Whether you’re self-catering or just fancy a snack, head to Ljubljana’s Central Market, which consists of an open-air market located in the Vodnikov trg and Pogačarnev trg squares, a covered market situated in between the two squares, and a series of small food shops along the Ljubljanica River. It’s open every day except Sunday, but swing by on Saturday morning for the biggest range of fresh produce, from seasonal berries to homemade pumpkin oil, freshly-baked breads to dry-cured meats. Each Wednesday, the Pogačarjev trg square hosts an organic market where you can buy straight from Slovenian farmers.
Ljubljana is also home to several good vintage fashion stores; I had a good rifle through the racks at Divas Preloved and Moje Tvoje (What’s Mine is Yours). There’s also a good flea market that runs along the river embankment between Triple Bridge and Cobblers’ on the Old Town side on Sunday mornings.
From modern interpretations of traditional Slovenian comfort food to inventive new dishes highlighting fresh local produce (including seafood from Slovenia’s Mediterranean coastline), there is some great eating to be had in Ljubljana. On Fridays from mid-March to October, Ljubljana’s Central Market hosts the Open Kitchen food market, offering the perfect opportunity to you taste fresh local produce dished up by Slovenian chefs.
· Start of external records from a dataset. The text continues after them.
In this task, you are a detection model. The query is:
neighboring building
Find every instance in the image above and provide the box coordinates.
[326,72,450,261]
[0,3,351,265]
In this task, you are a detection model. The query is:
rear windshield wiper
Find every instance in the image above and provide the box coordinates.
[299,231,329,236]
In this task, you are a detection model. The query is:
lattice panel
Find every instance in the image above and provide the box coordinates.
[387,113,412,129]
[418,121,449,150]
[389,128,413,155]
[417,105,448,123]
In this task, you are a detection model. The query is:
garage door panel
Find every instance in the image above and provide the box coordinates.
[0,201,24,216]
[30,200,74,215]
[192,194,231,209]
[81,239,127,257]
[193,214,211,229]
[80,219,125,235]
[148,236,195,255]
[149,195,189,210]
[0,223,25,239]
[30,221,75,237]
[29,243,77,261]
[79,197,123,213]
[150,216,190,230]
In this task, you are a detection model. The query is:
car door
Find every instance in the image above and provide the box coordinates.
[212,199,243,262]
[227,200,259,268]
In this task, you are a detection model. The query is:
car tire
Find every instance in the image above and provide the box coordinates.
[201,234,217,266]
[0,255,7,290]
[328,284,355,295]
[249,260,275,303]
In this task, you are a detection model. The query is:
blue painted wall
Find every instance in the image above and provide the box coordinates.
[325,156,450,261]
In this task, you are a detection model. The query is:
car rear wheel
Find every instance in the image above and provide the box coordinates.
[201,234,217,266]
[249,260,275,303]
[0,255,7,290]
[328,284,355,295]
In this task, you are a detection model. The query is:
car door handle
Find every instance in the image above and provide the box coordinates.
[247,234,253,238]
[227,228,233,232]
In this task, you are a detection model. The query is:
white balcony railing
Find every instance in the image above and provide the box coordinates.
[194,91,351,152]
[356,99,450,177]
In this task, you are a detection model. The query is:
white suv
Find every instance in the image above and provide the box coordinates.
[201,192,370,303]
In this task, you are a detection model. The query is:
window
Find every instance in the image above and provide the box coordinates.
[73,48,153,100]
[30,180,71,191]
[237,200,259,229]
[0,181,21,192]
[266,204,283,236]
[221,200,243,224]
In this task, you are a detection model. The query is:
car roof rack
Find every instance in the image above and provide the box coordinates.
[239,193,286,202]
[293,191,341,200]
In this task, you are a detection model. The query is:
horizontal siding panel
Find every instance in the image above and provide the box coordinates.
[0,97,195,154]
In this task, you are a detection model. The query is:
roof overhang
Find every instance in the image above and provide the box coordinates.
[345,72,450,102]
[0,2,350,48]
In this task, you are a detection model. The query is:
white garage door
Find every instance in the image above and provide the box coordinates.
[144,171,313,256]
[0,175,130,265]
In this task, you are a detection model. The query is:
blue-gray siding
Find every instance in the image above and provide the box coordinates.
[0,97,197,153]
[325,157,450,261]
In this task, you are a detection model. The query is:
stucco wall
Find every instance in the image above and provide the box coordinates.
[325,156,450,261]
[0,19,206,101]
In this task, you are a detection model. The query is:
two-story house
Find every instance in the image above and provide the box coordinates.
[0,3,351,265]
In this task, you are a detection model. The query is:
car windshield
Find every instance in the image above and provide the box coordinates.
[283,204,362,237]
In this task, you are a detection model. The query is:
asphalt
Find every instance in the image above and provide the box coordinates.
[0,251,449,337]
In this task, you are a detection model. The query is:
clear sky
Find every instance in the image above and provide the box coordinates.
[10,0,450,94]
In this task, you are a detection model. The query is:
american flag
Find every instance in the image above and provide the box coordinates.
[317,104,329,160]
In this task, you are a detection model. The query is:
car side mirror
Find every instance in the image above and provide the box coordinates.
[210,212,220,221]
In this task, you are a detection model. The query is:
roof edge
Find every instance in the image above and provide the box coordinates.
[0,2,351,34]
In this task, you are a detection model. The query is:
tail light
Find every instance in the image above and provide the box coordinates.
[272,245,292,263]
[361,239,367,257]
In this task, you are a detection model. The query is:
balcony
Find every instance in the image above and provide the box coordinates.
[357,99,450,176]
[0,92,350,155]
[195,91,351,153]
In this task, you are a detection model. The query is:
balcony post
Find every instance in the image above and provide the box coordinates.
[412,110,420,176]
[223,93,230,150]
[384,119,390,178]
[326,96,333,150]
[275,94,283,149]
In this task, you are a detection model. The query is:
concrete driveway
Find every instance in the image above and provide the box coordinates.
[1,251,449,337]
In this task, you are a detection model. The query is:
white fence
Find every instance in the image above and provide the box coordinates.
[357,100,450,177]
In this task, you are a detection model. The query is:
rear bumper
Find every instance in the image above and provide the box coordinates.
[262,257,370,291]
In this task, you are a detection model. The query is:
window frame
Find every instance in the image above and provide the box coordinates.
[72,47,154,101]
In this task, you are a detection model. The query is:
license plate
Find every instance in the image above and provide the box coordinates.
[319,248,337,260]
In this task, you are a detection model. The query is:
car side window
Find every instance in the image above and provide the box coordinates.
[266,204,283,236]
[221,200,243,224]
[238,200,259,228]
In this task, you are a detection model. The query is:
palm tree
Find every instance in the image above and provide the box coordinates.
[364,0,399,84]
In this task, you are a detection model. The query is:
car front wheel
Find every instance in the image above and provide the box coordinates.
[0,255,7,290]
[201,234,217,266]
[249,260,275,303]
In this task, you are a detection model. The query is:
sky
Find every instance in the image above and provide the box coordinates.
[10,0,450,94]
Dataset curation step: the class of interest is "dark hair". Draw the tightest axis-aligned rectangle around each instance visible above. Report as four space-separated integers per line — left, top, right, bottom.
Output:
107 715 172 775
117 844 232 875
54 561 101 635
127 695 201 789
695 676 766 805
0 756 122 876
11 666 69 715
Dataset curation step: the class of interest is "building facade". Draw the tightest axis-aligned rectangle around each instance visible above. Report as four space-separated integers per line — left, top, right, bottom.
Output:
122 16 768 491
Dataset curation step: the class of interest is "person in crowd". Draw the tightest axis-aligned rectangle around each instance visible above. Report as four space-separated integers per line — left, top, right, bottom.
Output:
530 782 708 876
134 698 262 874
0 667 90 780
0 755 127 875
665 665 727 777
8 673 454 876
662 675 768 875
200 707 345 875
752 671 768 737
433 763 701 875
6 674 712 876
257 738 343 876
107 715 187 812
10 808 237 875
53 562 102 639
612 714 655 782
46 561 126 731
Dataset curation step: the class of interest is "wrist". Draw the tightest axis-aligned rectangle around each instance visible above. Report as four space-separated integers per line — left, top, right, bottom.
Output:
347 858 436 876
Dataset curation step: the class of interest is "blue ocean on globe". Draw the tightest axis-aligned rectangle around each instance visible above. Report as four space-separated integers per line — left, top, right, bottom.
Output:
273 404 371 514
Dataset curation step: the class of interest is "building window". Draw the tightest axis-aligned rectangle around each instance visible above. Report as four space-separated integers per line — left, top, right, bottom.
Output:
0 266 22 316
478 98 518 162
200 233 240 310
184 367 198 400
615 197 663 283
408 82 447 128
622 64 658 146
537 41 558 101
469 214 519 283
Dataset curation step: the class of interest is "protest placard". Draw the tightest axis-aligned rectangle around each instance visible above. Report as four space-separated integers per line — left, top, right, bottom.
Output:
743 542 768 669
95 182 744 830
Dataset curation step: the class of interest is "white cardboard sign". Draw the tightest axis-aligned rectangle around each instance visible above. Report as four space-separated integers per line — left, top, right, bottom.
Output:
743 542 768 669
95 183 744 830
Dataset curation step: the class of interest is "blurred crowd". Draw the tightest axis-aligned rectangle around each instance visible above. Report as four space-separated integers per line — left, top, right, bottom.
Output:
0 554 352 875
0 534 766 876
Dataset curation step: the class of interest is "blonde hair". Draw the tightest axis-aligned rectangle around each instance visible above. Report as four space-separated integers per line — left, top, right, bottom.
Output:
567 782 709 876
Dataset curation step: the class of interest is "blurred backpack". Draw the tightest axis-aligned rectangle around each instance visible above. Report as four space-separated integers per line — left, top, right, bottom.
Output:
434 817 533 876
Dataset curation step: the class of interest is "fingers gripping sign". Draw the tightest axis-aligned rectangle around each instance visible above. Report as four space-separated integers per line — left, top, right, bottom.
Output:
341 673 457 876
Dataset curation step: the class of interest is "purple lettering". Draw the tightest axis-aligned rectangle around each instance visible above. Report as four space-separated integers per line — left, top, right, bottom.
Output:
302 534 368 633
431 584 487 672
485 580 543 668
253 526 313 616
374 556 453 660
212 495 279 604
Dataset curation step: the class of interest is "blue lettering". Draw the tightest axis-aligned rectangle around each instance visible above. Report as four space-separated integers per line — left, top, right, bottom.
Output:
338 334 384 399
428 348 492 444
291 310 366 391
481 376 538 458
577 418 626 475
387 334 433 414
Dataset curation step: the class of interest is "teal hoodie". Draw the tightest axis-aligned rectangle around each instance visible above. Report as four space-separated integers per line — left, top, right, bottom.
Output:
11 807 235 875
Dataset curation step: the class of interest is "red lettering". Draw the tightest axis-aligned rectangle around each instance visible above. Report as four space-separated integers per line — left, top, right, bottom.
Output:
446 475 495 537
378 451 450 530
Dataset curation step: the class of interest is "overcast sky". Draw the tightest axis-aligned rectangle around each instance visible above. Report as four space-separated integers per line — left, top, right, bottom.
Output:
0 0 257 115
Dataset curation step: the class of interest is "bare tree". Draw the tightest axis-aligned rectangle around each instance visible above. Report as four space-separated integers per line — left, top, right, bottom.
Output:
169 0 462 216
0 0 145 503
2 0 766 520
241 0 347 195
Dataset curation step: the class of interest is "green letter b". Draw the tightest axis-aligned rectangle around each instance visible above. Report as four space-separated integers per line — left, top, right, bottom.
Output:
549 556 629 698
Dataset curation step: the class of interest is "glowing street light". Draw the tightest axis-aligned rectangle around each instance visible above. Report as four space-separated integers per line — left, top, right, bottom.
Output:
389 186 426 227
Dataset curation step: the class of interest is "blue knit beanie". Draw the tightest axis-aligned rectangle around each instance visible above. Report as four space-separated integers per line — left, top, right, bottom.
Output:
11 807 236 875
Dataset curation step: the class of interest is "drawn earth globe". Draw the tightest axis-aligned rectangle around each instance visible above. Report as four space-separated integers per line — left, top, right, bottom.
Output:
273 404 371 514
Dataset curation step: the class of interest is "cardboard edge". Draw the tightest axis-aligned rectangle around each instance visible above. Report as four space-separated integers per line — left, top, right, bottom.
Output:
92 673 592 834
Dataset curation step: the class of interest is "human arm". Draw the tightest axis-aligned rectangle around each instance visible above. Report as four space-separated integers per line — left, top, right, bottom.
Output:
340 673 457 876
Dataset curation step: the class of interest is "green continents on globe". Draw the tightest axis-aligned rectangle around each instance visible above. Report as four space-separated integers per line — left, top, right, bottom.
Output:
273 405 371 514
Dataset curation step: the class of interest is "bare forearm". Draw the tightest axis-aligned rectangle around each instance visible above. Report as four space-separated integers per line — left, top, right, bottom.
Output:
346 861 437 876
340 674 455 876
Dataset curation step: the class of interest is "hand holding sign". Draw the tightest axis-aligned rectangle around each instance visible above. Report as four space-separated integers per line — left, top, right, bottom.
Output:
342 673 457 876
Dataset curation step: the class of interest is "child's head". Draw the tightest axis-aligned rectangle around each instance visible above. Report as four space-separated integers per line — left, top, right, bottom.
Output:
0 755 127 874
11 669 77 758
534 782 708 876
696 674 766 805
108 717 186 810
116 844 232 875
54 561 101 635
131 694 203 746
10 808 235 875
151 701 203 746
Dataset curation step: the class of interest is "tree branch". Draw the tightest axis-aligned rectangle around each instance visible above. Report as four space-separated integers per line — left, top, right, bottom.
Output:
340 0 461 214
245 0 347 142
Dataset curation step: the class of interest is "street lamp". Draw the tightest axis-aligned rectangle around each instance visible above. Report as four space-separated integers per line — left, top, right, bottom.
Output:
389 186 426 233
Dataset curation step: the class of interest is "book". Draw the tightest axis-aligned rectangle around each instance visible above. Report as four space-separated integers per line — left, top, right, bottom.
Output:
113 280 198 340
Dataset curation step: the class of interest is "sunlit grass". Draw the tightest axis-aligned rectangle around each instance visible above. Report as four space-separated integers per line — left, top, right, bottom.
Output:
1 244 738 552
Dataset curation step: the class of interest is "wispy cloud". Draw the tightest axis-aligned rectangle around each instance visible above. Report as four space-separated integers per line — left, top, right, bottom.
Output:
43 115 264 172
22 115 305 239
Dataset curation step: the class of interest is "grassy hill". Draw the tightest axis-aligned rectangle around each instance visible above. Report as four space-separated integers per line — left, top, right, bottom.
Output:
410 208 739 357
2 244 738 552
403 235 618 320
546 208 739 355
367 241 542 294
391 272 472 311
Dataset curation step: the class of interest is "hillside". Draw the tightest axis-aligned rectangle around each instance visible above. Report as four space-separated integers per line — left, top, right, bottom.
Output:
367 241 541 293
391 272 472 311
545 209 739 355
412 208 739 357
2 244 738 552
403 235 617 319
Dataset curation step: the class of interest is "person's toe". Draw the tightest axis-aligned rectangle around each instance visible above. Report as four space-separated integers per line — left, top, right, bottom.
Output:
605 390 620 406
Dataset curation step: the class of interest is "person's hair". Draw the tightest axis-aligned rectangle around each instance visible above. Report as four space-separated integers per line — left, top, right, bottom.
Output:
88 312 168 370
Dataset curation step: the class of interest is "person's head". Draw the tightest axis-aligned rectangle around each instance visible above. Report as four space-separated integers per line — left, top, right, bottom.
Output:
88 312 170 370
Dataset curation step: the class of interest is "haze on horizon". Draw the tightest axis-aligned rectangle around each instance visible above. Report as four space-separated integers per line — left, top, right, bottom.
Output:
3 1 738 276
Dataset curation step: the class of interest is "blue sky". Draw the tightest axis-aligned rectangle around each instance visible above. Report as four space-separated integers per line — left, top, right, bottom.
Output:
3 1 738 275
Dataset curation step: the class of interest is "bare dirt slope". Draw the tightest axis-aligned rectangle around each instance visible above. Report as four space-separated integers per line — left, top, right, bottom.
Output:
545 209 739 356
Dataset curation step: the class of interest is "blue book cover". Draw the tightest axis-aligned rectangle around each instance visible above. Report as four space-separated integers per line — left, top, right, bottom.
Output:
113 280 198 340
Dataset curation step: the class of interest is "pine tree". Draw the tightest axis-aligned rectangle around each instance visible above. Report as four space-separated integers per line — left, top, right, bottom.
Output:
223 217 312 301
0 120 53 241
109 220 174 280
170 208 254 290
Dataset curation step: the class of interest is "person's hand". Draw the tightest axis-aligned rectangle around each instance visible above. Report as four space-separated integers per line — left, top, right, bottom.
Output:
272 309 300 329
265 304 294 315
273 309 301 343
The city has no lack of cute cafes (I had a lovely fairtrade latte at Čokl while I waited for the funicular to Ljubljana Castle) and good restaurants, either. Don’t miss newcomer Organic Garden, a street food-style cafe specialising in fresh produce from a nearby farm; try the black wild salmon burger. To discover more great eating and drinking haunts, consider taking a food or craft beer tour with Ljubljananjam.
Earlier this year, Ljubljana’s Hotel Park became the first Slovenian hotel to be awarded a Travelife Gold certificate for environmental friendliness. Conveniently located between Ljubljana’s train station and the city centre, the hotel is strongly committed to recycling and even has its own beehive; other eco-incentives include discounts for guests who arrive by train or drive a smartcar. Better yet, a superior double (the best room type) will only set you back €92 per night, including breakfast.
In June, the city’s quirky Hostel Celica – housed in a former military prison – became the world’s first eco-certified hostel, and by the end of the year, Ljubljana’s sustainable tourism offerings are set to include an additional six internationally eco-certified accommodation establishments.
Thanks to the removal of vehicles from its historic centre almost a decade ago, tiny Ljubljana is easy to explore on foot. If you’re pressed for time or simply keen to explore further afield, consider renting a bicycle. Thanks to the city’s BicikeLJ bike-share scheme, there are 360 bicycles at 32 stations to choose from, and the first hour of rental is free. You’ll just need to register online, which costs €1/week or €3 for a whole year. Less mobile visitors can hail a Kavalir, complimentary electric carts that ply Ljubljana’s pedestrian zones every day from 8am to 8pm, while road-trippers can now take advantage of Avant2Go a new electric car-sharing scheme introduced in July this year.
Almost 50 per cent of Ljubljana’s city area is covered by native forests. In between, there are plenty of pretty parks. In celebration of its Green Capital status, the tourist board is hosting a series of twelve green, sustainability-themed tours of Ljubljana (a new one launches each month) that meander through the city’s various green spaces. If you’re keen to go for a run (or a ride), hit The Path of Remembrance and Comradeship. Also known as The Green Ring, this 35km recreational path that runs along the course of the barbed-wire fence which surrounded Ljubljana during the Second World War is popular with both walkers and cyclists.